But while the hearing before Judge Edward Bouker ended up being shockingly short — expected to go one week, it ended in less than two days — its brevity belied hellish work and the perseverance it took for Rosie McIntyre to help win her son’s release.
For years she kept a spiral notebook, filled with her own musings and page after page of notes about all the people she’d reached out to for any kind of help.
“I try not to worry and pray more,” reads a passage penned in 1998, a decade before real help would come. “I call the name of the Lord all nite and day. ... Help me, Jesus. Help me, Jesus.”
Her lined notebook is filled with the names and numbers of lawyers, media outlets and organizations: NAACP Legal Defense Fund, Raze the Walls, Prison Activist Resource Center, the Paul E. Wilson Project for Innocence, “60 Minutes,” The New York Times, MSNBC, Court TV, Maury Povich, Sally Jessy Raphael, Queen Latifah, “Inside Edition.”
One letter begins, “Dear Montel (Williams),
“My name is Rosie McIntyre. ... I wrote you a couple of letters concerning my son. He was wrongfully accused of a crime he didn’t do. I’ve been fighting for my son for 6 years ...”
Early on, she was even more desperate, taking to the streets at night, dressed as a man for safety, equipped with a tape recorder in her pocket. She would roam Hutchings Street, where the murders occurred.
“I would walk Quindaro (Boulevard), asking people questions,” McIntyre said. “My parents didn’t know. My children didn’t know. No one knew but me.”
No one came to her aid.
“I called every innocence project I could think of,” she said.
McIntyre even got taken in by an unethical lawyer who charged her thousands of dollars on the promise that he might free her son. Both the money and his help disappeared.
Even when she and Lamonte finally hit on the Princeton, N.J.-based Centurion Ministries, which had helped exonerate dozens of innocent inmates, the hope it offered was measured.
Their first letter went to Centurion in 1996, two years after the crime. But the policy of the organization then (which has since changed and softened) was that inmates needed to have exhausted all appeals.
The implied message: Contact us later. The non-profit gets appeals from 1,100 to 1,600 inmates each year asking for help. The group takes only a few new cases each year, working about 20 at any time. Lamonte McIntyre’s chances of getting the group to pour its time and resources into his case were slim.
Seven years passed. Appeals were exhausted. Lamonte McIntyre wrote again, in February 2003. The letter, entered last week into evidence, read in part:
“I’m 100% innocent of the crime I’m doing time for. I have been doing my best trying to prove that. I have no money and I don’t know where to go from here. So I’m asking for your help. If you could just look at my case, you would see that I shouldn’t be here.”

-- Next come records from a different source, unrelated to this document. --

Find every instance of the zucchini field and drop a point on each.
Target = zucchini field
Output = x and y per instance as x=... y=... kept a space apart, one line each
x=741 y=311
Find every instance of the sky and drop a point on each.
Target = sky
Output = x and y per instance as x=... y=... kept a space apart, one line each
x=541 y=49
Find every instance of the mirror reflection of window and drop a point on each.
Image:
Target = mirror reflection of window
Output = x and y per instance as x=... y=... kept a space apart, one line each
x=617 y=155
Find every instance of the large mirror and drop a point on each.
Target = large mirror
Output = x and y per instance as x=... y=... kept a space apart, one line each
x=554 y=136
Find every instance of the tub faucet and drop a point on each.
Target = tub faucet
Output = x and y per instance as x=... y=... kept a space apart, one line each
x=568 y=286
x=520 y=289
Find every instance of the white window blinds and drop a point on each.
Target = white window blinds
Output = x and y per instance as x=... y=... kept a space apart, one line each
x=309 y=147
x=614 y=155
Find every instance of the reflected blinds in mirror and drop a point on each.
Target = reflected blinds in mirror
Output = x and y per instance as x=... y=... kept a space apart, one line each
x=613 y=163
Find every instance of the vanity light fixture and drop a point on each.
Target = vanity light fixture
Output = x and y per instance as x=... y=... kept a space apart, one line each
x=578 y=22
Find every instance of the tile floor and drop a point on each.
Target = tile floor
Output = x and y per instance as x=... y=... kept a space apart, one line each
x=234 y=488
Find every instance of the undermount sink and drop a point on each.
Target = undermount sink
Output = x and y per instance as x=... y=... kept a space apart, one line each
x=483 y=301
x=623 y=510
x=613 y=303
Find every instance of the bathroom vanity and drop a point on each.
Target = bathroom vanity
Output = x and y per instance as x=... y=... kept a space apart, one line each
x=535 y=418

Jim McCloskey, founder of Centurion, and whose staff at the non-profit would spend the next 14 years working Lamonte’s case, saw something in the young man’s letter.
“That letter moved us,” McCloskey said Saturday. “ ‘I’m 100 percent an innocent man.’ It just struck us. That is something we see — the persistence of innocence — not all the time, but often. It is a mark we look for.”
But before agreeing to take on McIntyre’s case, the group would spent six years checking out McIntyre and looking into the fundamentals of his life and the details of the crime, such as whether McIntyre had any history of violence.
“We don’t take people with violence in their history whether they are innocent or not,” McCloskey said.
McIntyre was clean. Most impressive of all was what Centurion staff discovered when they checked up on the Quinn family, relatives of the victims of the double homicide. What they discovered startled them.
“We saw where the victims’ family members, eye-witnesses to the crime, are saying, ‘They got the wrong man,’ ” McCloskey said. “We had never seen that in our experience.
“That’s huge. It’s unique. Not just one family member but, universally, the entire Quinn family not only believed, they knew the wrong person was convicted.”
In 2009, McCloskey, in collaboration with Kansas City lawyer Cheryl Pilate, began a field investigation into McIntyre’s case.
Together the two had already helped exonerate Darryl Burton, also wrongly convicted of murder. He was released in 2008 after spending 24 years in prison.
Pilate led the team, aided later by the Midwest Innocence Project, that led to Lamonte McIntyre’s release Friday.
In many ways, his freedom was also his mother’s.
“It was the best moment of my life,” Rosie McIntyre said. “It was like I went from nightmare to a dream world. I mean, I’m still in fantasyland.”